Acúmulo e Desvio de Função: Quando o Trabalhador Tem Direito a um Adicional Salarial?

No dia a dia do trabalho, é comum que empregados assumam tarefas além daquelas para as quais foram originalmente contratados. No entanto, é preciso diferenciar as colaborações eventuais das situações que configuram acúmulo ou desvio de função, duas irregularidades que podem gerar o direito a um adicional no salário.

Entender a diferença entre os dois conceitos e saber identificar se você se enquadra em um deles é fundamental para garantir seus direitos e uma remuneração justa pelo trabalho efetivamente realizado.

♦️ Qual a diferença entre Acúmulo e Desvio de Função?

Embora pareçam similares, os dois conceitos são distintos e geram consequências diferentes.

  • Acúmulo de Função: Ocorre quando o trabalhador, além de executar as suas tarefas habituais, para as quais foi contratado, passa a realizar de forma permanente outras atividades que são de uma função diferente e mais complexa.

    • Exemplo Prático: Um vendedor que, além de vender, é obrigado a limpar o estoque e a cuidar do caixa da loja todos os dias, acumulando a função de faxineiro e operador de caixa sem receber a mais por isso.

  • Desvio de Função: Acontece quando o empregador exige que o trabalhador deixe de executar as suas funções originais para exercer, exclusivamente, as atividades de um cargo superior ou diferente, mas continua recebendo o salário da função antiga.

    • Exemplo Prático: Um auxiliar administrativo que é promovido na prática para a função de analista financeiro, assumindo todas as responsabilidades do novo cargo, mas seu contrato e seu salário permanecem os de auxiliar.

✅ Quando o trabalhador tem direito ao adicional?

O direito ao adicional salarial surge quando a situação deixa de ser uma ajuda esporádica e se torna uma exigência contratual permanente, trazendo prejuízo ao trabalhador.
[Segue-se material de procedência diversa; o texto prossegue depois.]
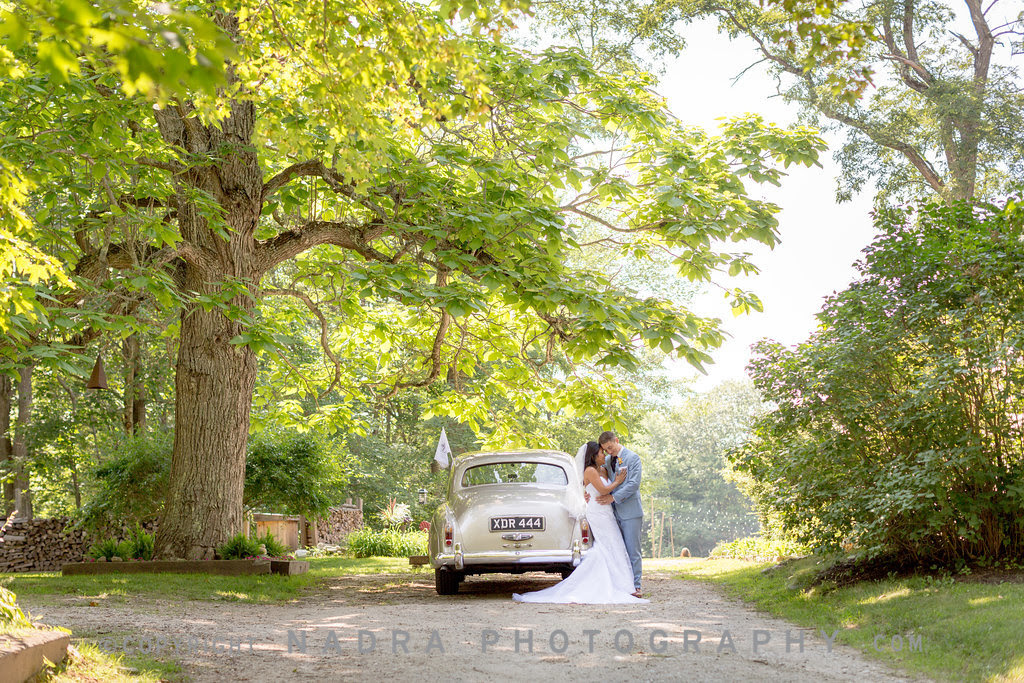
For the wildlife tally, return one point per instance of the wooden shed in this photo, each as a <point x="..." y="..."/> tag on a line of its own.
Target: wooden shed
<point x="285" y="528"/>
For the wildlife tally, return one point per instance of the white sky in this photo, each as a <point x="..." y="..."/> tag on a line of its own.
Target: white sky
<point x="820" y="240"/>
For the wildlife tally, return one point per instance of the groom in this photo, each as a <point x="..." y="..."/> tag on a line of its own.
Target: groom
<point x="629" y="512"/>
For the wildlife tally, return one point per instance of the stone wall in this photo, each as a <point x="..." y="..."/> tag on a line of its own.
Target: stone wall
<point x="341" y="521"/>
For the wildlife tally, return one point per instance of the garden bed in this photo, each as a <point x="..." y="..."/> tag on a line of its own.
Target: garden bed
<point x="222" y="567"/>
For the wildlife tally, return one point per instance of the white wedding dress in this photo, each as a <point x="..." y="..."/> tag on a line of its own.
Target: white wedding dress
<point x="604" y="575"/>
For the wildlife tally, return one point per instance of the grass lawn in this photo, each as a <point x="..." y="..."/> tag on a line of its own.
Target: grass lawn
<point x="115" y="589"/>
<point x="970" y="631"/>
<point x="87" y="665"/>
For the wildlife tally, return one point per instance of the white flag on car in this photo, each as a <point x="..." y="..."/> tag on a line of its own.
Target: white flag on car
<point x="443" y="451"/>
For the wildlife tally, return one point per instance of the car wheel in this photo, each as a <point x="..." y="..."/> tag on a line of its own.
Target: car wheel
<point x="446" y="582"/>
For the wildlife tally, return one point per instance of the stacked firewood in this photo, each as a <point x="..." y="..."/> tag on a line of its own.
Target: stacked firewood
<point x="338" y="523"/>
<point x="40" y="545"/>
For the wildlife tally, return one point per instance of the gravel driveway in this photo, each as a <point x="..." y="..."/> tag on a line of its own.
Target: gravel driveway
<point x="385" y="627"/>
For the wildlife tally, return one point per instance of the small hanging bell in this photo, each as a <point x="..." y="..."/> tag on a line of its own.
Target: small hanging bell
<point x="98" y="378"/>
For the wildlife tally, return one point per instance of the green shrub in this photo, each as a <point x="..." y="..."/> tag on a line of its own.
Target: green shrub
<point x="132" y="484"/>
<point x="758" y="549"/>
<point x="11" y="615"/>
<point x="274" y="548"/>
<point x="387" y="543"/>
<point x="896" y="428"/>
<point x="140" y="544"/>
<point x="239" y="548"/>
<point x="111" y="548"/>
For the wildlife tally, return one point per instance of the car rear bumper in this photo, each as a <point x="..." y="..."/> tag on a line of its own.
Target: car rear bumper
<point x="505" y="561"/>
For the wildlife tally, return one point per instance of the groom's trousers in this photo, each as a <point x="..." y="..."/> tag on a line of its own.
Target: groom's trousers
<point x="631" y="537"/>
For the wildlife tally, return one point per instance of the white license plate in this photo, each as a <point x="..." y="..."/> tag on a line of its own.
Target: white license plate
<point x="517" y="523"/>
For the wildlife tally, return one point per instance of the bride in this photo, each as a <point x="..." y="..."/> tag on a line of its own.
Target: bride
<point x="604" y="575"/>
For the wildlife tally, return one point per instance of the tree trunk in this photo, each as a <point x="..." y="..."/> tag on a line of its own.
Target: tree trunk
<point x="214" y="380"/>
<point x="214" y="386"/>
<point x="23" y="489"/>
<point x="6" y="450"/>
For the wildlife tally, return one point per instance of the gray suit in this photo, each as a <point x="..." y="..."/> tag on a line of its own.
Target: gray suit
<point x="629" y="512"/>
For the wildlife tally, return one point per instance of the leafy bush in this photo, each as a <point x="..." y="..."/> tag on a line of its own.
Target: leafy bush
<point x="239" y="548"/>
<point x="394" y="514"/>
<point x="274" y="548"/>
<point x="386" y="543"/>
<point x="897" y="428"/>
<point x="758" y="549"/>
<point x="140" y="544"/>
<point x="295" y="473"/>
<point x="111" y="548"/>
<point x="132" y="485"/>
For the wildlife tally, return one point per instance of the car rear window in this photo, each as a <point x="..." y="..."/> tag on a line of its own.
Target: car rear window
<point x="514" y="473"/>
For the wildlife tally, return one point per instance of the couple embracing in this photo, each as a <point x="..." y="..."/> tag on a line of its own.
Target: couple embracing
<point x="609" y="572"/>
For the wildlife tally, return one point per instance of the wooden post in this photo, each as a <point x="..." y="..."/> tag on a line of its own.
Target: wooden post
<point x="660" y="535"/>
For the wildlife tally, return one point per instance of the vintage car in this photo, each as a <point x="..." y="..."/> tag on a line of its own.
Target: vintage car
<point x="509" y="511"/>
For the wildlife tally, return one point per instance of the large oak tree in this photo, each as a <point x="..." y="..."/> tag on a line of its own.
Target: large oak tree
<point x="383" y="153"/>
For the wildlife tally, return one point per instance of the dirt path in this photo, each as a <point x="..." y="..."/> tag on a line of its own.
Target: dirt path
<point x="468" y="637"/>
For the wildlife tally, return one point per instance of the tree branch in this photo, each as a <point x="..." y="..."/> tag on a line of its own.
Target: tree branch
<point x="292" y="243"/>
<point x="325" y="341"/>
  1. No Acúmulo de Função: O trabalhador tem direito a um "plus" salarial quando as tarefas acumuladas não são compatíveis com sua condição pessoal ou com as atividades previstas em seu contrato. A Justiça do Trabalho, com base na legislação (Art. 468 da CLT) e na jurisprudência, costuma fixar um adicional que varia, em média, de 10% a 40% sobre o salário do empregado, como forma de compensar o desequilíbrio.
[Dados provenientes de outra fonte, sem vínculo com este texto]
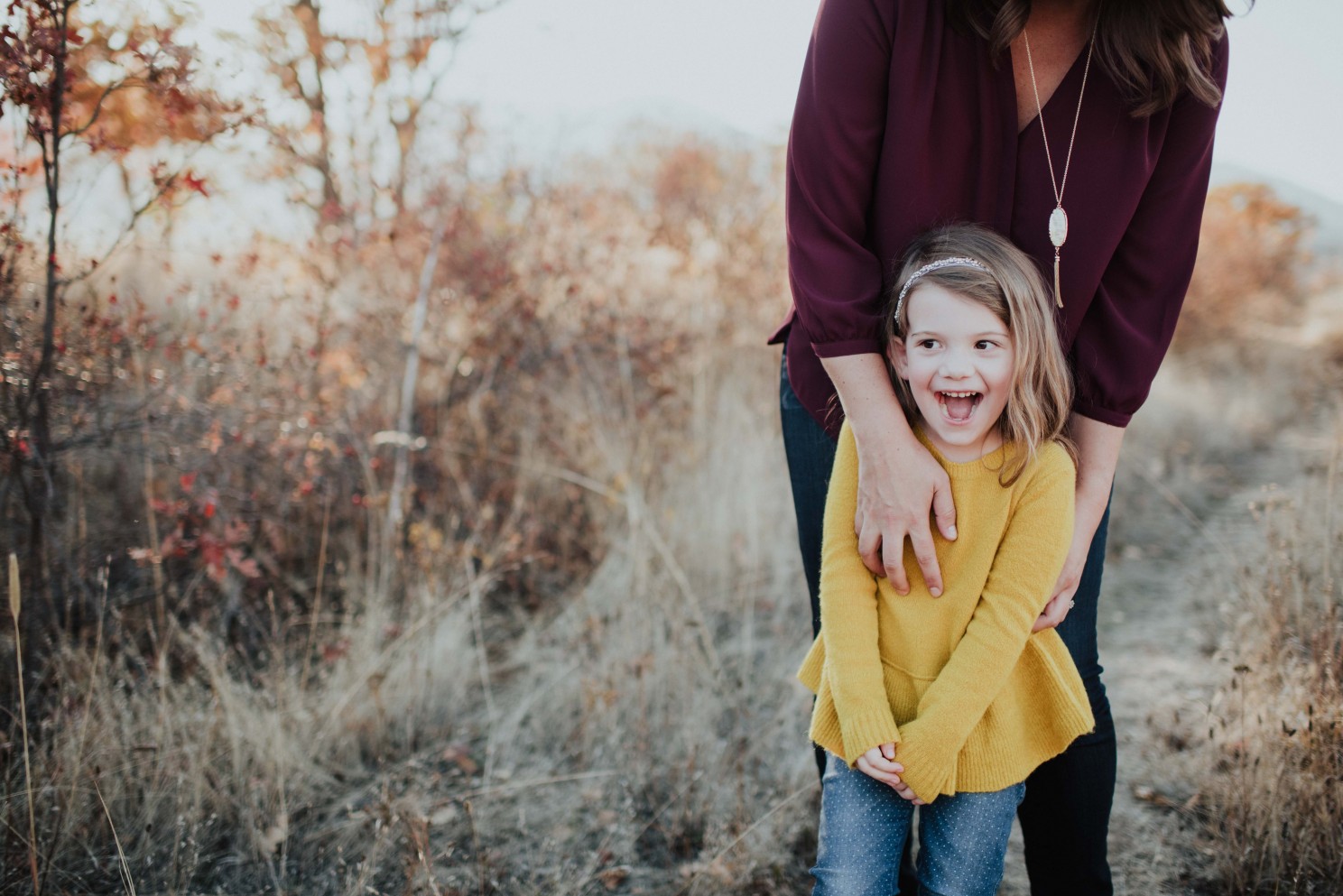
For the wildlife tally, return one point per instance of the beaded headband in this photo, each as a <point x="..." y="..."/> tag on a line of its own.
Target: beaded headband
<point x="957" y="261"/>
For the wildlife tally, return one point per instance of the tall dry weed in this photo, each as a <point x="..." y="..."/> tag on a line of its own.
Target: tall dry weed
<point x="1274" y="789"/>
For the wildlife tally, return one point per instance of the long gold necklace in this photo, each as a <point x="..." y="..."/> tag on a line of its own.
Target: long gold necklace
<point x="1059" y="217"/>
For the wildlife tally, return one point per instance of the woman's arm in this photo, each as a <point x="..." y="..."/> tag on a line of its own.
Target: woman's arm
<point x="849" y="617"/>
<point x="897" y="477"/>
<point x="838" y="125"/>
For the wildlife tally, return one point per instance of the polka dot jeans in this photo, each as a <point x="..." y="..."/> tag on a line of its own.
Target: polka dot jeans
<point x="864" y="825"/>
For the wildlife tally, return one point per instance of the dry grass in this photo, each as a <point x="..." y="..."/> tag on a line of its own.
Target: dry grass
<point x="1274" y="791"/>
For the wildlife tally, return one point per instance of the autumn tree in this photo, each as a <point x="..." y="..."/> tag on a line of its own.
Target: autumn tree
<point x="85" y="90"/>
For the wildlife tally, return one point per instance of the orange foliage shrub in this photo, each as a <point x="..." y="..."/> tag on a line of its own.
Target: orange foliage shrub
<point x="1252" y="252"/>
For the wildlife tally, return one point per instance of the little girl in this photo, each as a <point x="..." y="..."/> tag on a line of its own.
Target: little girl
<point x="951" y="701"/>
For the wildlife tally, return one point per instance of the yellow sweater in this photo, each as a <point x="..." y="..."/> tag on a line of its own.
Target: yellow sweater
<point x="971" y="697"/>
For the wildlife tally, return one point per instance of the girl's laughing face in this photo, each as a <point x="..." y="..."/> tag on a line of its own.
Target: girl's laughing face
<point x="958" y="362"/>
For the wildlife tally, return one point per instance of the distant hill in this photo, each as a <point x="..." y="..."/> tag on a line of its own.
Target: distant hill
<point x="1327" y="212"/>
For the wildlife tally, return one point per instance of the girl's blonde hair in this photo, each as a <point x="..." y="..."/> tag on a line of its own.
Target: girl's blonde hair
<point x="1014" y="291"/>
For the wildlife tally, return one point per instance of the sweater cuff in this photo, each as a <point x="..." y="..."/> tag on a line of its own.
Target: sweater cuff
<point x="847" y="346"/>
<point x="866" y="731"/>
<point x="930" y="761"/>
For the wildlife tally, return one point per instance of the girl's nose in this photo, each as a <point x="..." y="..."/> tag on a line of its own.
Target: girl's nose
<point x="955" y="365"/>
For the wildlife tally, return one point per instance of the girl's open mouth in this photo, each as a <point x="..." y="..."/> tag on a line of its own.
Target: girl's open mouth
<point x="958" y="406"/>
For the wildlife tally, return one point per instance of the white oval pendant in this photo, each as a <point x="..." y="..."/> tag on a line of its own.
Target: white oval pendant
<point x="1057" y="226"/>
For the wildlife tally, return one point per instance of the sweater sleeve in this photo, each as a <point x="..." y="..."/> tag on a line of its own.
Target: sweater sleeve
<point x="849" y="617"/>
<point x="1131" y="320"/>
<point x="1025" y="569"/>
<point x="833" y="149"/>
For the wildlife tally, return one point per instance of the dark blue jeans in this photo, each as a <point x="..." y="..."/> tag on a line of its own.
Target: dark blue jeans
<point x="1065" y="816"/>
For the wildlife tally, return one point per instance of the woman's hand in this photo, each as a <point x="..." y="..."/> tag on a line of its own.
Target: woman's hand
<point x="899" y="481"/>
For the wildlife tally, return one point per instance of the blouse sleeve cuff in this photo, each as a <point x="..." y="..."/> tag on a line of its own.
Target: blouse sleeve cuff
<point x="1101" y="414"/>
<point x="847" y="346"/>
  2. No Desvio de Função: O direito é ainda mais claro. Se o trabalhador comprova que está exercendo as atividades de um cargo com salário maior, ele tem direito a receber as diferenças salariais entre o seu cargo registrado e o cargo que de fato exerce. Se a empresa tiver um plano de cargos e salários, o empregado desviado deve receber o mesmo que um colega que ocupa oficialmente aquela função.
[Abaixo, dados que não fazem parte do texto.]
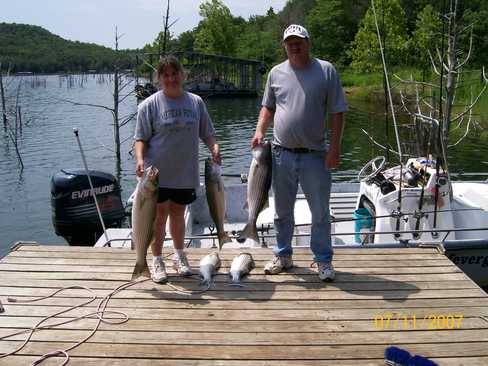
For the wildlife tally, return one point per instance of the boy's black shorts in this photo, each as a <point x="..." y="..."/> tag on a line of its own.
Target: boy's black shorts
<point x="180" y="196"/>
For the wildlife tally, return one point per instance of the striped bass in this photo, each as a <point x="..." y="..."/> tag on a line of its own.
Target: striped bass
<point x="209" y="265"/>
<point x="258" y="185"/>
<point x="143" y="215"/>
<point x="241" y="266"/>
<point x="214" y="187"/>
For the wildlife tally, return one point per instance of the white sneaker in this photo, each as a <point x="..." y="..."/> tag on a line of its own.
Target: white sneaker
<point x="326" y="271"/>
<point x="181" y="265"/>
<point x="278" y="264"/>
<point x="158" y="273"/>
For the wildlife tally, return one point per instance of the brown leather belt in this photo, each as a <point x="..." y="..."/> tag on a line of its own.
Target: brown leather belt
<point x="296" y="150"/>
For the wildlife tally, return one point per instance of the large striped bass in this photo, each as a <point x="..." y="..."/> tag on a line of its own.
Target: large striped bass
<point x="258" y="185"/>
<point x="143" y="215"/>
<point x="214" y="187"/>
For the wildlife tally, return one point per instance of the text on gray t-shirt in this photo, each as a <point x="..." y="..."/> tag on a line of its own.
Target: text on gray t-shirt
<point x="171" y="129"/>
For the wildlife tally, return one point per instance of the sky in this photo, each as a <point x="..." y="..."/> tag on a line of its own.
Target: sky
<point x="139" y="21"/>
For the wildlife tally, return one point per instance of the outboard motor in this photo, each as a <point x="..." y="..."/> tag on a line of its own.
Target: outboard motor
<point x="74" y="211"/>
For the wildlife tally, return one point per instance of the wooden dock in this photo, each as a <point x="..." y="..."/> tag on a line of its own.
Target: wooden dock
<point x="286" y="319"/>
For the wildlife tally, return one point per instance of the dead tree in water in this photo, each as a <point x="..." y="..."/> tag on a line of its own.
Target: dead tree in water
<point x="433" y="107"/>
<point x="2" y="93"/>
<point x="13" y="113"/>
<point x="121" y="82"/>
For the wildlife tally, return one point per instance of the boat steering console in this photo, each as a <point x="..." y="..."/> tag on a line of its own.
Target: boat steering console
<point x="375" y="176"/>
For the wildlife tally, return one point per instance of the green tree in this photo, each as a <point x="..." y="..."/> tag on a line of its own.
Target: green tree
<point x="327" y="25"/>
<point x="428" y="30"/>
<point x="216" y="33"/>
<point x="365" y="52"/>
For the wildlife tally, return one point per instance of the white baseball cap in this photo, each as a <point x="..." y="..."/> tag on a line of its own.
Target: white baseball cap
<point x="295" y="30"/>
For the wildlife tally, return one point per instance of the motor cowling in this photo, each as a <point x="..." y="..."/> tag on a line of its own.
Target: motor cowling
<point x="74" y="212"/>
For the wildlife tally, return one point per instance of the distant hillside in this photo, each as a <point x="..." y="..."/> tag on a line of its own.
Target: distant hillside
<point x="32" y="48"/>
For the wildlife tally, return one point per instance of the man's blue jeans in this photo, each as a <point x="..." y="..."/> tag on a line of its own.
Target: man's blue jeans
<point x="309" y="170"/>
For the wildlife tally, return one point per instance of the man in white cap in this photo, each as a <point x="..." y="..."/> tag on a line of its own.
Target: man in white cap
<point x="304" y="100"/>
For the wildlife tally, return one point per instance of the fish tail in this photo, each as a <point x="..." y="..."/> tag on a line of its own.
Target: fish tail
<point x="224" y="238"/>
<point x="250" y="231"/>
<point x="141" y="269"/>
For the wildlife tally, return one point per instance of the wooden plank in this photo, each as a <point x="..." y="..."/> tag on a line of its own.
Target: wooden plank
<point x="439" y="262"/>
<point x="360" y="250"/>
<point x="227" y="326"/>
<point x="12" y="278"/>
<point x="305" y="305"/>
<point x="396" y="314"/>
<point x="84" y="361"/>
<point x="131" y="255"/>
<point x="247" y="338"/>
<point x="158" y="291"/>
<point x="222" y="281"/>
<point x="258" y="352"/>
<point x="296" y="270"/>
<point x="276" y="320"/>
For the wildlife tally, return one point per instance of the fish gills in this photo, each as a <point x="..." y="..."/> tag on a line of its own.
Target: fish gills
<point x="258" y="186"/>
<point x="209" y="265"/>
<point x="241" y="266"/>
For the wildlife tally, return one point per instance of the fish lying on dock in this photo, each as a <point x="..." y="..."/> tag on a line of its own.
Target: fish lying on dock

Importante: Para que o direito seja reconhecido, é essencial que o trabalhador consiga provar a situação. A simples nomenclatura do cargo na carteira de trabalho não é o que define a função, mas sim as tarefas que são efetivamente realizadas no dia a dia. A prova é o elemento chave.

📝 Como comprovar e buscar seus direitos?

A comprovação é o maior desafio, pois raramente a ordem para o desvio ou acúmulo de função é dada por escrito. Portanto, o trabalhador deve reunir o máximo de provas possível:

  • Testemunhas: Colegas de trabalho (atuais ou antigos) que possam confirmar as atividades exercidas são a prova mais importante em um processo trabalhista.

  • E-mails e Mensagens: Ordens de serviço, solicitações de superiores ou conversas em aplicativos de mensagem que demonstrem a exigência das novas tarefas.

  • Documentos: Relatórios, planilhas ou qualquer outro documento assinado pelo empregado que seja referente à função desviada ou acumulada.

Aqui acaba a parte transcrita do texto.